I'm trying to call DGEMM on relatiely big matrices (m=10000 , n=100000, k=10000) on knights landing.
When I’m profiling using vtune, I can see that a call to MKL DGEMM, is having 68 threads working (which is the number of physical cores) but the expectation is that it uses 272 threads (logical cores) because of hyper-threading. Other parts of my code where i use (openmp simd) directives, are using up to 272 threads. I'm wondering if there is any settings i need to setup in order to get hyper-threading working for my case.
Did you look into MKL_DYNAMIC setting?
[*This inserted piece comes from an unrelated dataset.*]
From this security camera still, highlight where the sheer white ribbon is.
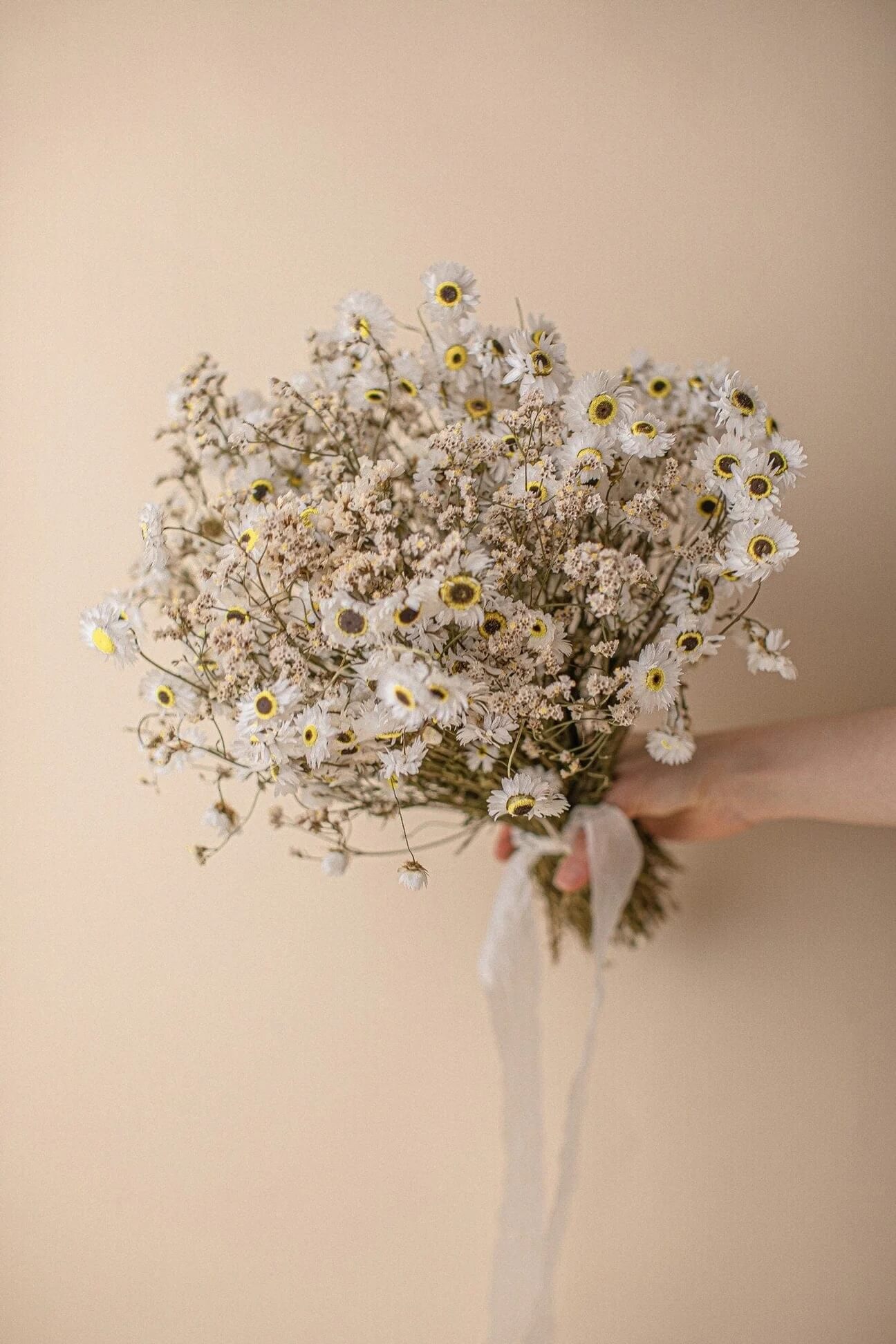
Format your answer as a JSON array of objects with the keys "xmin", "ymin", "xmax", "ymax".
[{"xmin": 480, "ymin": 803, "xmax": 642, "ymax": 1344}]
Did you find an advantage in using all the logical threads (vs. spreading a smaller number evenly across cores) in your omp parallel (not simd alone) regions?
Note that many applications perform best using fewer than 4 threads per core.
See this article for information about setting the number of threads per core, https://software.intel.com/en-us/articles/process-and-thread-affinity-for-intel-xeon-phi-processors-...
On most Intel processors DGEMM only uses one thread per core. The code is very tightly constructed (with very careful cache blocking) to give the best performance in this configuration. There are very few avoidable stalls that could be overlapped with work in the other logical processor. Using the other logical processor would cut the available cache in half, which would reduce the block sizes, increase the cache miss rates, and decrease the overall performance.
I have not looked at Intel's DGEMM implementation for Xeon Phi x200, but it is easy to believe that it has the same properties. (The first generation Xeon Phi (Knights Corner) was an exception because a single thread could only issue instructions every other cycle, so two threads were required to reach maximum speed on compute-bound codes. This limitation is not present in the second generation Xeon Phi (Knights Landing) -- one thread of execution can issue two instructions every cycle, getting reasonably close to peak performance.
Thank you everyone for your thorough help and explanations, I tried and saw that actually as pointed by Dr. McCalpin, it's better not to override the setting, as the performance is declined when using more threads per core and the code already seems to reach peak performance.